The researchers estimated that breast cancer was over diagnosed in 1.3 million U.S. women in the past 30 years. In 2008 alone, they estimated that breast cancer was over diagnosed in more than 70,000 women, accounting for 31 percent of all breast cancers diagnosed.
Welch said the findings cannot answer the question of whether women should get screened for breast cancer, nor does it suggest that there are no benefits, but the findings do challenge the assumption that mammograms are always a good idea.
“I can’t discount that there may be a tiny fraction of women who are helped by screening, but we can say it is very small - much smaller than conventional wisdom,” he said.
Others were quick to dismiss the findings, saying the study by Welch and Bleyer was fundamentally flawed because it underestimates the annual rate of breast cancer growth.
Dr. Debra Monticciolo, a spokeswoman for the American College of Radiology and president of Society of Breast Imaging, said the paper was an “extensive analysis based on false assumptions.”
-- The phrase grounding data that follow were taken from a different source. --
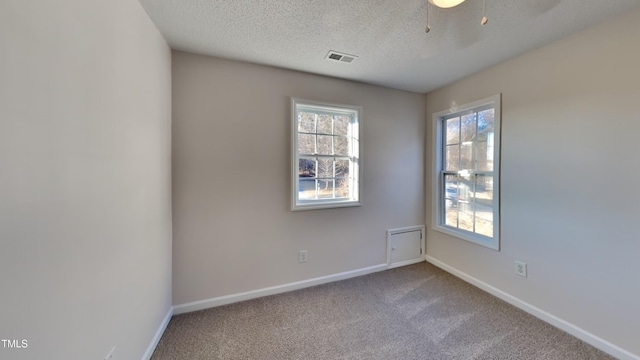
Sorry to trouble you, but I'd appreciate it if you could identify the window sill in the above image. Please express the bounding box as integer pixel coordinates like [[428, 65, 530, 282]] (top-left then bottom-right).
[[432, 224, 499, 251], [292, 200, 361, 211]]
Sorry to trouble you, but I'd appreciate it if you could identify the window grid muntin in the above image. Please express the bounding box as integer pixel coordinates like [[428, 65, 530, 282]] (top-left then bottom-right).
[[299, 155, 351, 201], [297, 111, 353, 201], [440, 106, 495, 239]]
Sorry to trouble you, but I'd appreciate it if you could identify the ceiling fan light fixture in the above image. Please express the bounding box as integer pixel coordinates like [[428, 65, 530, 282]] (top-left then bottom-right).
[[428, 0, 466, 9], [424, 0, 487, 33]]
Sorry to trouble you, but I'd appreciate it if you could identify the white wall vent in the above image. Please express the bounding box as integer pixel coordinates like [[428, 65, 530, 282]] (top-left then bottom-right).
[[325, 51, 358, 64], [387, 225, 425, 269]]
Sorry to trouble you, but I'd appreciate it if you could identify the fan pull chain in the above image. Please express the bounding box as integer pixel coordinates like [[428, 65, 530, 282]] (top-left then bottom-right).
[[425, 1, 431, 33], [481, 0, 488, 25]]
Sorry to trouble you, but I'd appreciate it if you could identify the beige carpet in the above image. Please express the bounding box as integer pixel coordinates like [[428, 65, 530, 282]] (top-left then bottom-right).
[[152, 262, 613, 360]]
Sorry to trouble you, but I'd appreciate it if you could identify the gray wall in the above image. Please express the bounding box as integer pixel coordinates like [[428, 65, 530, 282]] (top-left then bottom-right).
[[0, 0, 172, 359], [172, 51, 425, 305], [426, 8, 640, 357]]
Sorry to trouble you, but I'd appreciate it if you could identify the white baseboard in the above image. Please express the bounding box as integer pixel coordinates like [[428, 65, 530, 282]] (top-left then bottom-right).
[[141, 306, 173, 360], [173, 263, 388, 315], [425, 255, 639, 360]]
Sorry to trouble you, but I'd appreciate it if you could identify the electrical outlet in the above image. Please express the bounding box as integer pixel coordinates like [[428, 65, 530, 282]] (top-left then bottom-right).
[[299, 250, 308, 263], [105, 347, 115, 360], [515, 261, 527, 278]]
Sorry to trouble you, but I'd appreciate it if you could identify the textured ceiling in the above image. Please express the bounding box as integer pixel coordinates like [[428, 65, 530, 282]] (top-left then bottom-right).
[[139, 0, 640, 93]]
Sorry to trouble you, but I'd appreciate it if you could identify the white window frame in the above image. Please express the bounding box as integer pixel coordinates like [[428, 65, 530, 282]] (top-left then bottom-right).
[[291, 98, 362, 211], [431, 94, 501, 250]]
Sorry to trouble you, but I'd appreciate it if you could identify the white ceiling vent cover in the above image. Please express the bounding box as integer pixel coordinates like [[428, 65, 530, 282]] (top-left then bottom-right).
[[326, 51, 358, 64]]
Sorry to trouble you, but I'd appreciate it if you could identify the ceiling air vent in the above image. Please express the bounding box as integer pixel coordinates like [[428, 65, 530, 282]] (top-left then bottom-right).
[[326, 51, 358, 64]]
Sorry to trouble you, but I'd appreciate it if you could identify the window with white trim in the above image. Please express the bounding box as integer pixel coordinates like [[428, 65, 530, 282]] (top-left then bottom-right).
[[291, 98, 361, 211], [432, 94, 501, 250]]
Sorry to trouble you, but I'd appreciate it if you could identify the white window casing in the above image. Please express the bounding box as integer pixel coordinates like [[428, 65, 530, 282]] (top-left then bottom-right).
[[291, 98, 362, 211], [431, 94, 501, 250]]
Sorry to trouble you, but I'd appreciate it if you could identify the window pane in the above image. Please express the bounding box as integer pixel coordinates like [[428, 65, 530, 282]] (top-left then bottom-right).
[[336, 178, 349, 198], [317, 135, 332, 155], [298, 134, 315, 154], [335, 159, 349, 178], [298, 112, 316, 133], [474, 175, 494, 237], [477, 109, 494, 142], [444, 174, 459, 228], [317, 179, 334, 199], [318, 158, 333, 178], [334, 136, 348, 156], [445, 145, 459, 171], [461, 113, 476, 142], [476, 141, 493, 171], [459, 142, 473, 171], [458, 179, 475, 232], [299, 158, 316, 178], [334, 116, 349, 135], [317, 114, 332, 134], [446, 117, 460, 145], [298, 179, 316, 200]]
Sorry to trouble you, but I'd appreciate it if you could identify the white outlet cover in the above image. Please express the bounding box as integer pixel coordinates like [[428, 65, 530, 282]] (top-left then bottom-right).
[[515, 261, 527, 278], [299, 250, 308, 263]]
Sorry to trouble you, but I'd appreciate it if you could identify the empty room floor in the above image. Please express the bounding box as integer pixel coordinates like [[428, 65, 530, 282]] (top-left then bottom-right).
[[152, 262, 612, 360]]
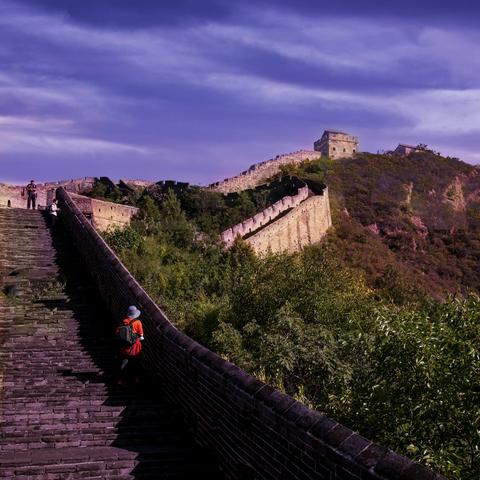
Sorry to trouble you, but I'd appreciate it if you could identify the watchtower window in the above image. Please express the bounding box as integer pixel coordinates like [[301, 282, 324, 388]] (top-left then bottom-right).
[[343, 148, 346, 152], [353, 149, 356, 153], [332, 147, 336, 151]]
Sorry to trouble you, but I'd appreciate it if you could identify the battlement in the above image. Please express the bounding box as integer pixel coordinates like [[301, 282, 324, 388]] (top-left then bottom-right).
[[0, 177, 96, 209], [155, 180, 190, 190], [314, 130, 358, 159], [210, 149, 322, 194], [220, 180, 310, 247]]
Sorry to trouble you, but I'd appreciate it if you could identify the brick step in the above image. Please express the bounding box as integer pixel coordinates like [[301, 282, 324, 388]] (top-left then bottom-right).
[[0, 425, 176, 443], [0, 408, 172, 424], [0, 414, 174, 431], [0, 445, 217, 480], [0, 435, 189, 455], [0, 209, 222, 478]]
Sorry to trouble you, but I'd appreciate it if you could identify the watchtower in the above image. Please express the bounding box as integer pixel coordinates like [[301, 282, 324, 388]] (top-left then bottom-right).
[[314, 130, 358, 159]]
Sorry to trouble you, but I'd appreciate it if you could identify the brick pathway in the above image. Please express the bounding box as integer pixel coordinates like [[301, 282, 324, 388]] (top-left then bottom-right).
[[0, 208, 221, 479]]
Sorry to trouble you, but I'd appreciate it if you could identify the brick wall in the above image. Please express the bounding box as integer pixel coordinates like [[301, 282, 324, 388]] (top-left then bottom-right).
[[211, 150, 322, 194], [0, 178, 95, 209], [245, 192, 332, 255], [220, 184, 309, 247], [57, 187, 444, 480]]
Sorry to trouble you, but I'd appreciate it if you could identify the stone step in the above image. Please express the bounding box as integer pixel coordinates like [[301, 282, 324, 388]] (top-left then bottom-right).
[[0, 208, 221, 478], [0, 445, 218, 479]]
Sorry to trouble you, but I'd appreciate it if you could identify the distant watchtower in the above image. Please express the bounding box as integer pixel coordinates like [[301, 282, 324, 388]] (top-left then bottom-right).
[[314, 130, 358, 159]]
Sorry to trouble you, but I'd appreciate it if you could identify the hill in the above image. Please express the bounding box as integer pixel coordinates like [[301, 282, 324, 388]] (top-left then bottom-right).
[[85, 153, 480, 479], [277, 151, 480, 299]]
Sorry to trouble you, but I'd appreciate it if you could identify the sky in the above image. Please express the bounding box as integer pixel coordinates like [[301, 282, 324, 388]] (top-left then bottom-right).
[[1, 0, 479, 185]]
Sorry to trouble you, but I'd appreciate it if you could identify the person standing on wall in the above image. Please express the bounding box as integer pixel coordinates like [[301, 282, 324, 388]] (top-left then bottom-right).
[[116, 305, 145, 387], [24, 180, 37, 209], [48, 198, 60, 227]]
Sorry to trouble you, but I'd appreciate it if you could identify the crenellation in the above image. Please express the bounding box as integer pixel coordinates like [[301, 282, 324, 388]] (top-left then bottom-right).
[[244, 193, 332, 255], [220, 180, 313, 250], [314, 130, 358, 159], [211, 149, 322, 194]]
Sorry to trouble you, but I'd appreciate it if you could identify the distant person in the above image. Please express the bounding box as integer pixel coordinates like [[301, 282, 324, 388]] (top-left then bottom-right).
[[116, 306, 145, 386], [24, 180, 37, 209], [48, 198, 59, 227]]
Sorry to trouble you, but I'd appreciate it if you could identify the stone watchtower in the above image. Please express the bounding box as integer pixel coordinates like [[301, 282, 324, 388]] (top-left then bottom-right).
[[314, 130, 358, 159]]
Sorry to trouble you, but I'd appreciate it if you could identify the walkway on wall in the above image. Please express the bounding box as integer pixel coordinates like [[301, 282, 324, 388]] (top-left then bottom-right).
[[0, 208, 222, 479]]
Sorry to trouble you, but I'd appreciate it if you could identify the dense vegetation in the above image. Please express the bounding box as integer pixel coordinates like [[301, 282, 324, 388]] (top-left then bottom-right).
[[95, 152, 479, 479], [280, 151, 480, 299]]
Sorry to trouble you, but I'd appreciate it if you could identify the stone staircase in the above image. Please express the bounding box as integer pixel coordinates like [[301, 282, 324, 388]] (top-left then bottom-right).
[[0, 208, 221, 479]]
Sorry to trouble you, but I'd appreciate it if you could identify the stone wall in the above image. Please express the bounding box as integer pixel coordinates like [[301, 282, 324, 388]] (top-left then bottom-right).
[[220, 184, 309, 246], [0, 178, 96, 209], [56, 186, 443, 480], [120, 178, 155, 189], [246, 191, 332, 255], [211, 150, 321, 194], [69, 193, 138, 231], [314, 131, 358, 159]]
For their analysis, the researchers assumed in their “best guess” estimate that breast cancer rates would remain fairly stable over the study period, increasing at a rate of about a quarter of a percent a year.
“They are off by a factor of 4,” said Monticciolo, who said the real figure is closer to 1 percent increase per year.
“If you recognize breast cancer had been increasing for 1 percent per year, there is no overdiagnosis.”
Welch dismissed the criticism as a “circling of the wagons” by a specialty group that is “simply not open” to consider that there might be any problems with mammography.
“It’s is a lot easier to make a simple (and misleading) case for screening, than it is to try to do better. But it is not in the best interest of our patients,” he said.
Dr. Colin Begg of Memorial Sloan-Kettering Cancer Center of New York said he thinks the study makes a pretty good case for overdiagnosis, but he questions the authors’ assertion that the benefits of mammography are small.
“We have had umpteen randomized trials out there that show there is a mortality benefit of about 15 percent,” he said.
Begg said the authors are concerned that women are being encouraged to get mammograms when it may not be in their best interest, but he said all screening tests have risks as well as benefits.
Breast cancer is the second-leading cause of cancer death in women, exceeded only by lung cancer, according to the American Cancer Society.
“I’m assuming most women who get mammograms are vastly more concerned about preventing their death from breast cancer than they are about the false positives of mammography,” he said.